US, Japan Team Up for Commercialization of Fusion Energy

US, Japan Team Up for Commercialization of Fusion Energy
Japan and the U.S. agreed to cooperate on research and the development of the supply chain for the societal deployment of fusion energy.
Image by David Tran via iStock

The United States Department of Energy (DOE) and Japan’s Ministry of Education, Culture, Sports, Science and Technology (MEXT) have agreed to cooperate on research and the development of the supply chain for the societal deployment of fusion energy.

The collaboration will be overseen by the DOE-MEXT’s decades-old Coordinating Committee on Fusion Energy (CCFE), now governed under a 2013 agreement between the governments of Japan and the USA for research and development in science and technology (STA).

The partnership, announced last week after a DOE-MEXT meeting in Washington, will “address the scientific and technical challenges of delivering commercially viable fusion energy for various fusion systems, through activities conducted pursuant to the STA”, according to a joint statement.

The two agencies plan to share access to or develop new facilities for fusion research and development. 

The partnership also involves promoting the international harmonization of regulatory frameworks on fusion energy, “including leveraging of rule-making efforts by the U.S. Nuclear Regulatory Commission as well as ongoing discussions under the auspices of the International Atomic Energy Agency and the Agile Nations Fusion Energy Working Group”, the statement added.

Further, the DOE and MEXT will “identify and support the development of resilient global supply chains that facilitate commercial fusion deployment, welcoming and considering discussions among fusion industry groups in the respective countries”, the statement said.

They will also cooperate to promote relevant skills development, as well as societal acceptance of fusion energy.

“Fusion energy could provide a low-carbon, safe, sustainable and reliable energy supply with the potential to transform global efforts to achieve net-zero carbon emissions and to enhance energy security and resilience”, the joint statement said.

“To fully realize these benefits, appropriate regulatory, social, and market policies are needed, alongside overcoming significant remaining technical challenges”, it added.

The CCFE is expected to hold a meeting “in the coming months”, the two agencies said.

The U.S. aims to have commercial-scale fusion power plants in the 2030s, as announced by the Biden administration April 19, 2022.

In 2022 the U.S. claimed a breakthrough in research to achieve a self-sustaining nuclear fusion in which the mass lost in the reaction could be converted into large amounts of energy, a state of energy breakeven called ignition.
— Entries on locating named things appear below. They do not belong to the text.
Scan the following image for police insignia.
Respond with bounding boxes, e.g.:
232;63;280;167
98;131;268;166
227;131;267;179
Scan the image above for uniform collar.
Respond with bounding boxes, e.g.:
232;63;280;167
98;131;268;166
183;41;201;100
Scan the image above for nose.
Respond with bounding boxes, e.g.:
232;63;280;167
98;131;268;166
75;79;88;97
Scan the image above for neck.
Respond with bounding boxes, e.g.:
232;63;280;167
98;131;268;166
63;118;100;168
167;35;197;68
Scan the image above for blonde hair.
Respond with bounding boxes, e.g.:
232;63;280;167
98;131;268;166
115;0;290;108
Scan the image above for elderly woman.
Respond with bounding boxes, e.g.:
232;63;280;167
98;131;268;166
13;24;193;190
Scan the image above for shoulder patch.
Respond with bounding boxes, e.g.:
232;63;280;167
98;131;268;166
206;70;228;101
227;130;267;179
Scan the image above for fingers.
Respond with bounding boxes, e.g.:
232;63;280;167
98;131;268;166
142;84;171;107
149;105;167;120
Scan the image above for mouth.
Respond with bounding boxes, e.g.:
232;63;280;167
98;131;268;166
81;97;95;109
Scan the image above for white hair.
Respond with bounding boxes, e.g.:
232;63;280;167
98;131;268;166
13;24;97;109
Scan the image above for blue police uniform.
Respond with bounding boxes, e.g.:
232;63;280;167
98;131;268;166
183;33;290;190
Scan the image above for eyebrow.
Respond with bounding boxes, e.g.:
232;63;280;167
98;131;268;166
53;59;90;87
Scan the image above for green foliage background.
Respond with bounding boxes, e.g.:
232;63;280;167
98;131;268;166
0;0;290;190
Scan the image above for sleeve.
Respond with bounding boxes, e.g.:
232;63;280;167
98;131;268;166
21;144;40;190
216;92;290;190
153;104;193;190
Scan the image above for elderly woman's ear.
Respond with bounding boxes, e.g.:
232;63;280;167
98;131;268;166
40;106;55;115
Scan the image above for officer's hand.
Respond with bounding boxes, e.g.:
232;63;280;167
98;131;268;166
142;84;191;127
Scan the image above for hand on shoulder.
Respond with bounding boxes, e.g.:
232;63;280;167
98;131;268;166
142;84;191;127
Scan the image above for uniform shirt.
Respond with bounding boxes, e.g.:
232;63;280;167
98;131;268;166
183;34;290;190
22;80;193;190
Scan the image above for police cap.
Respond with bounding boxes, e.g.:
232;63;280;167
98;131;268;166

On December 13, 2022, the government-run Lawrence Livermore National Laboratory said an experiment it had conducted earlier that month achieved ignition, “meaning it produced more energy from fusion than the laser energy used to drive it”.

Besides Japan, the U.S. is also seeking to build nuclear energy cooperation with the European Union and United Kingdom.
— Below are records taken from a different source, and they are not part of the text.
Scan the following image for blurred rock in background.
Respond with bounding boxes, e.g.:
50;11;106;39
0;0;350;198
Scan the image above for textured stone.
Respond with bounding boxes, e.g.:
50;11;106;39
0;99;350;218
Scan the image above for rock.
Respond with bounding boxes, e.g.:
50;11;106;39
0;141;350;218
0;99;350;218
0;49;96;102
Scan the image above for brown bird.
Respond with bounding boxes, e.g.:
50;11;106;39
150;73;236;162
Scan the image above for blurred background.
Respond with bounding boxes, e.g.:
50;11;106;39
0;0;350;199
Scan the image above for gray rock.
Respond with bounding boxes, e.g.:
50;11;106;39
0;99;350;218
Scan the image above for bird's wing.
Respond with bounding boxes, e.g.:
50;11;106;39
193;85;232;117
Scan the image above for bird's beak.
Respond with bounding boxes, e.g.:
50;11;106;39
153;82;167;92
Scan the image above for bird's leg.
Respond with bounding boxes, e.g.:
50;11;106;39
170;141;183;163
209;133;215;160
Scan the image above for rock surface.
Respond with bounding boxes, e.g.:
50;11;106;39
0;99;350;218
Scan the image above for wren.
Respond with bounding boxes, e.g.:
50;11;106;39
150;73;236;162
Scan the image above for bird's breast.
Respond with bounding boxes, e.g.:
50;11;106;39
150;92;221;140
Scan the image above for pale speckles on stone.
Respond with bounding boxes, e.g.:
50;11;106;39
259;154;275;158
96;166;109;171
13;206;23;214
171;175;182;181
Last month at a meeting of the US-EU Energy Council, Washington and Brussels agreed to explore cooperation to curb the globe’s reliance on Russia in the nuclear energy supply chain.

“The United States and the EU intend to intensify cooperation to reduce dependency on Russia for nuclear materials and fuel cycle services, and support ongoing efforts by affected EU Member States to diversify nuclear supplies, as appropriate”, said a joint statement March 15. “The Council expressed support for multilateral efforts to identify alternative nuclear energy-related suppliers across the global nuclear supply chain for relevant countries”.

On November 8, the energy departments of the UK and U.S. announced a pact on cooperation to accelerate the commercial deployment of fusion energy through research and development projects, supply chain development, regulatory framework harmonization and skills development.

Like the U.S., the UK is targeting to have commercial-scale fusion power plants in the 2030s, as set out in the UK’s Fusion Strategy.

Japan, the UK and U.S. are parties to the Declaration to Triple Nuclear Energy, an agreement among over 20 governments reached at COP28.

The declaration, which also includes Canada and France, plans to “invite shareholders of the World Bank, international financial institutions, and regional development banks to encourage the inclusion of nuclear energy in their organizations’ energy lending policies”, as stated in the official text.

The declaration will promote small modular and advanced reactors for electricity generation, as well as industrial-scale technology for decarbonization “such as for hydrogen or synthetic fuels production”, according to the text of the declaration published by the U.S. DOE December 2.

The five countries—Canada, France, Japan, the UK and U.S.—followed up the declaration with an announcement December 7 of a planned $4.2 billion in government-led investments to support uranium production.